Die Anhebung hing damit zusammen, dass die „freiwillige Weiterversicherung in der Arbeitslosenversicherung”, wie es ganz korrekt heißt, zuvor im Gesetz befristet gewesen war und Ende 2010 auslaufen sollte. Die im sogenannten Beschäftigungschancengesetz verankerte Neuregelung sieht auch vor, dass man während der Selbstständigkeit das Arbeitslosengeld nur zweimal in Anspruch nehmen kann. Die Beiträge seien „ohne entsprechende Leistungserhöhung” verdoppelt worden, moniert der Bundesverband der Freien Berufe.

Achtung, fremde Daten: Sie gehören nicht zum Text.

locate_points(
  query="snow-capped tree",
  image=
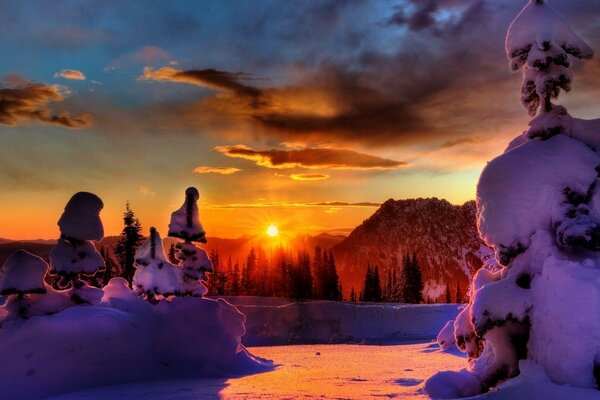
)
(75, 254)
(541, 44)
(21, 275)
(130, 240)
(185, 224)
(154, 275)
(538, 206)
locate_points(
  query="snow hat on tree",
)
(74, 254)
(194, 261)
(538, 206)
(23, 273)
(154, 275)
(185, 222)
(81, 218)
(541, 43)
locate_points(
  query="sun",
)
(272, 231)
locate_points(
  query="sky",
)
(305, 114)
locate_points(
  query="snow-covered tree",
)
(538, 206)
(75, 254)
(154, 275)
(185, 224)
(541, 44)
(411, 281)
(130, 240)
(21, 275)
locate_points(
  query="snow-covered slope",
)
(443, 236)
(313, 322)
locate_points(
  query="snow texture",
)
(123, 339)
(155, 275)
(523, 190)
(185, 222)
(73, 257)
(274, 322)
(538, 206)
(22, 273)
(81, 220)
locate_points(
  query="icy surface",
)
(307, 372)
(535, 173)
(339, 372)
(340, 322)
(81, 220)
(22, 272)
(124, 339)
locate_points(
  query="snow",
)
(185, 222)
(537, 173)
(538, 24)
(562, 288)
(80, 219)
(154, 274)
(123, 339)
(194, 260)
(75, 257)
(341, 322)
(307, 372)
(22, 273)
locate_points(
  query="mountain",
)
(443, 236)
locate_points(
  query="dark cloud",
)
(313, 158)
(436, 74)
(211, 78)
(32, 103)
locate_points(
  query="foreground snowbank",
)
(123, 339)
(314, 322)
(532, 383)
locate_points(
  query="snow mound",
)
(123, 339)
(23, 273)
(80, 219)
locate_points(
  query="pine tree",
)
(458, 294)
(411, 281)
(235, 280)
(171, 255)
(129, 241)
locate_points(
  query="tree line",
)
(279, 273)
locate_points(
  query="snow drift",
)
(123, 339)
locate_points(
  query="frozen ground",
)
(338, 372)
(307, 372)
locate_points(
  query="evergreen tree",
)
(171, 255)
(235, 280)
(411, 281)
(129, 241)
(458, 294)
(448, 298)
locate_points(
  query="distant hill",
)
(443, 236)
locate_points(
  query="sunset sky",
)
(305, 114)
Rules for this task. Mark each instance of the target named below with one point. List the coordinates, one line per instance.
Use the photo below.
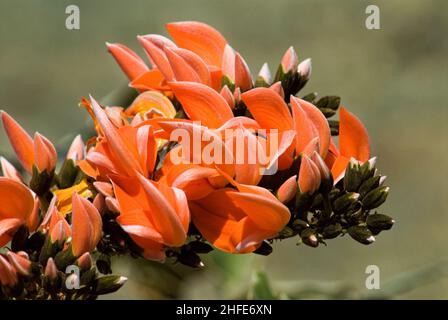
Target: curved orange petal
(20, 141)
(158, 57)
(16, 200)
(120, 149)
(309, 176)
(200, 38)
(268, 109)
(150, 80)
(9, 171)
(196, 63)
(45, 153)
(132, 65)
(319, 122)
(202, 103)
(353, 137)
(182, 71)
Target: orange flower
(17, 206)
(125, 150)
(39, 152)
(271, 112)
(198, 57)
(154, 215)
(353, 143)
(87, 226)
(237, 221)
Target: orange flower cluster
(199, 84)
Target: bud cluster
(346, 208)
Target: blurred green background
(394, 79)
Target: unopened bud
(108, 284)
(200, 247)
(304, 69)
(21, 264)
(84, 261)
(368, 185)
(264, 78)
(353, 176)
(345, 201)
(361, 234)
(264, 249)
(51, 271)
(375, 198)
(299, 224)
(190, 258)
(379, 221)
(309, 237)
(332, 231)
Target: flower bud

Auch der Deutsche Journalisten-Verband (DJV), der die Webseite  www.freiwillige-arbeitslosenversicherung.de betreibt, hält die Kombination aus Beitragserhöhung und Ausschluss bei zweimaliger Geltendmachung für „unangemessen”. Es gebe allerdings keine günstige Alternative bei privaten Versicherungen. Weil die freiwillige Arbeitslosenversicherung einen „wertvollen Schutz vor dem sozialen Absturz” darstelle, solle jeder dabeibleiben, der einigermaßen ordentlich verdiene. Welche Leistungen man im Falle eines Falles tatsächlich bekommt, lässt sich pauschal nicht sagen. Nach Angaben des Bundeswirtschaftsministeriums hängen die Bezugsdauer und die Höhe des Arbeitslosengeldes von der Einzahlungsdauer, der beruflichen Qualifikation und der in Zukunft angestrebten Beschäftigung ab.